A ball is shot at an angle of 45 degrees into the air with initial velocity of 45 ft/sec. Assuming no air resistance, how high does it go? How far away does it land?

Can someone explain step by step how to do this problem.

thanks

Answer 1

Use the certical component to find the time in the air and since the horizontal velocity does not change; Dx = vx * time

Dx = v^2 / g

height = v^2 / (2g)

Hope this helps without actually solving it for you.

Answer 2

Step 1.Write down the given values:
Initial velocity =45ft/s
Ball shot at an angle of 45 degrees

Step 2. Solve for the vertical component of the velocity:
45sin45.
Step 3. Solve for the horizontal component of the velocity:
45cos45.
Step4. Use the formula v^2-u^2=2as to solve for the height. You know what the terms represent? v is the final velocity, u the initial velocity, a the acceleration of gravity=9.8*3.28ft/s^2, and s is the distance travelled.
Step 5. Take note that at its highest point the vertical component of the velocity of the ball is equal to zero. Also take note that the vertical component of the velocity when the ball was shot into the air is equal to the
vertical velocity when it falls to the ground. In using the above formula, imagine that you have a free falling body
starting from the top of the flight of the ball. This free falling body hits the ground with the same vertical velocity as when the ball was shot into the air. Knowing this it will be easier to get the values of v and u.
Step 6. Substitute known values in the above formula:

(45sin45)^2-0=2*9.8*3.28s
s=[45^2*0.707^2]/64.28
=15.7ft
Step 7. To solve for the range (how far away does it land?) you first solve for the total time it takes the ball to travel from the point where it was shot to the point where it lands.
Use the formula: s=ut+1/2at^2. Use the same data as in the above, but take note that the time t is only half the total time the ball takes to complete its flight. Think of the free falling body again, and you'll know why.
Step 8. Substitute known values:

51.6=0+1/2*9.8*3.28t^2
t^2=51.6/16.1
t=1.79s

Thus the total time of the flight is 1.79*2=3.58s.
Step 9. Use the basic formula: distance=velocity*time
The velocity to use here is the horizontal component of the velocity. Now substitute:

Distance (or Range)=45cos45*3.58
=114ft
Note : It will help a lot if you can draw the trajectory of the ball, and our imaginary free falling body.

Answer 3

always taking into consideration that there are Ux and Ux components of velocity you " break the problem in parts and examine it accordingly.
assuming that we examine the Y axis. with Uy known it is like throwing vertically a body at a known velocity (Uy) and we must know wha thte maximum heught will be.
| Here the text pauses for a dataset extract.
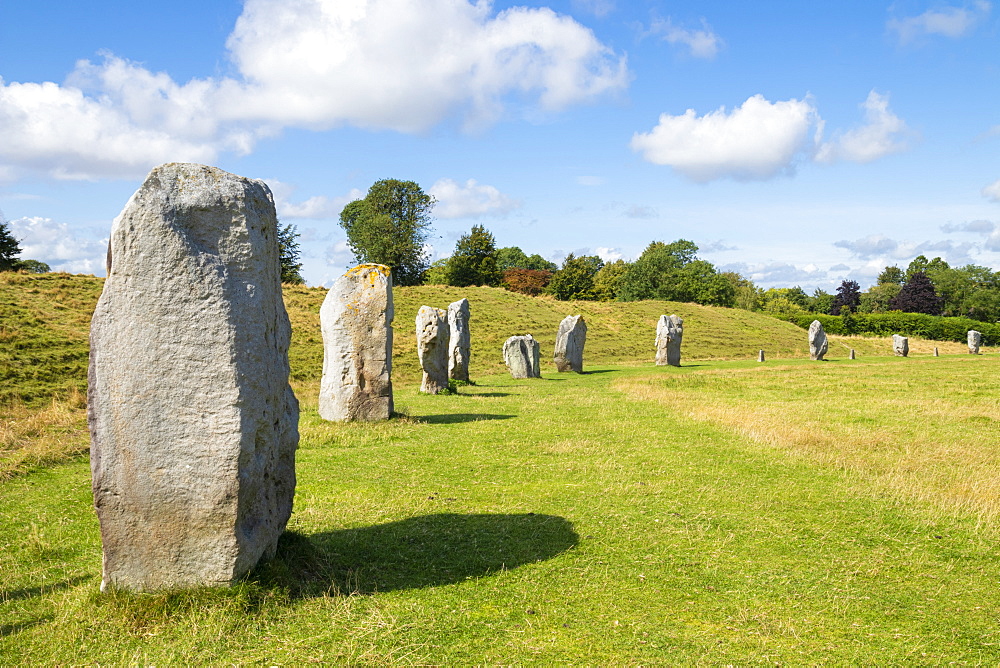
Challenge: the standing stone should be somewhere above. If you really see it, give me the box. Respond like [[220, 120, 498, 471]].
[[892, 334, 910, 357], [656, 315, 684, 366], [553, 315, 587, 373], [417, 306, 451, 394], [969, 329, 983, 355], [319, 264, 393, 422], [809, 320, 829, 360], [448, 297, 472, 383], [503, 334, 542, 378], [87, 163, 299, 590]]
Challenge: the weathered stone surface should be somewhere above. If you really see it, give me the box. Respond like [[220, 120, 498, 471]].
[[553, 315, 587, 373], [503, 334, 542, 378], [892, 334, 910, 357], [88, 163, 299, 590], [809, 320, 830, 360], [319, 264, 393, 422], [448, 297, 472, 382], [417, 306, 451, 394], [968, 329, 983, 355], [656, 315, 684, 366]]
the kinetic energy from the groung will be transformed to potential energy at the top. therfore,

1/2m*Uy^2 = m*g*h. ==>

Hmax = Uy^2 / 2*g => Hmax = 15.73ft

now you know the maximum height and the initial velocity and the distance traveled. you can trick this problem with two ways know i am showing the most clever one.

when it is at its maximum position it starts to fall. we know the height therefore we can figure out the time taken.

H = 1/2 g t^2 => t = sqrt (2s/g) = 0.9887
but this time is hlaf the time of all the projectile motion.
so total time on air will be 2*0.9887= 1.9774sec

we go back to the horizontala xis and we get
Max distance (S max ) realtes to Ux and total time traved on air.

so Ux = Smax / t =>

Smax = 45cos45 * 1.9774 = 62.92ft

Answer 4

u dont need related rates for this problem. use the formula for motion due to the influence of gravity. Find the vertical component of the initial velocity, and thats ur Vo. Find the time that it takes for it to hit the ground, then use that time and pug it into Dx=Vx(0)*t, to give u how far it went horizontally. Make sure u use the horizontal component of the initial velocity.